На перекрестке Василий крикнул: «Бывай». И они с Димкой исчезли за домом.
Я вбежал в свой подъезд, отряхнул кепку. Прислонившись к стенке, отдышался. На втором этаже бухнула дверь, и по лестнице протопал Андрей.
— А я тебя жду, дед, — сказал он укоризненно.
— Ты куда это вырядился в такую непогодь?
На Андрее сапоги с высокими голенищами, ненадеванная брезентуха.
— Разве забыл? Ведь договаривались. Мужики ждать будут, дядя Талип.
— Забыл, Андрюха, совсем из головы выветрилось.
— Мы же обещали.
— Но куда в такую погоду-то?..
Андрей приставил ладошку к бровям.
— Кажется, высвечивает. Ну, я пойду. Поешь и приходи. Суп в кастрюльке под столом, только что снял с печки. — И Андрей торопливо зашагал по лужам.
В душе отозвалось каким-то шорохом. Вспомнилось, как в том году мы с ним были в Москве. Вот там был ливень — вода стояла стеной! Метро захлебнулось, у легковушек одни антенны торчали. Мы на электричку и за город. За городом было хорошо. Бродили под сводами ветвей в Переделкино. Около старинной церкви у самой обочины стояла береза с надломленной веткой и исходила слезами — ранним березовым соком. Запомнилась эта береза…

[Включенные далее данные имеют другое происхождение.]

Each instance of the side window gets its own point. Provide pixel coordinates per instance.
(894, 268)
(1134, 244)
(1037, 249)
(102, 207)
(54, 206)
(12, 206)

Вот и здесь, под нашим окном, соседи посадили березки. Они прижились. И клумба цветет лесным горошком. Я выглянул из подъезда. Чашечки цветков переполнились водой, и как только удерживает их такая тоненькая ножка. Я всегда удивляюсь силе этих хрупких созданий природы. Вот и трава поднимает асфальт, колет, разламывает и бьет бледно-зелеными фонтанчиками к солнцу. Как все-таки хорошо, что и сюда мы пришли — оживили эти дикие колымские берега, отсыпали площадки, поставили на сваях дома, посадили деревья, вымостили улицы бетоном. Так стоял я в дверях подъезда, смотрел, как пузырились лужи, и невольно вспомнил наш разговор со Славкой о море.
Славка как-то говорит:
— Вот заполним море — не надо будет на юг мотаться, только жаль, что гольцы пропадут, уж больно они хороши, особенно на восходе солнца, когда только луч коснется воды.
— А отчего они пропадут?
— Как же, такой резервуар тепла. А вот интересно, дед, будут люди лет через сто знать, как мы все изменили. Или скажут — жили, были, работали…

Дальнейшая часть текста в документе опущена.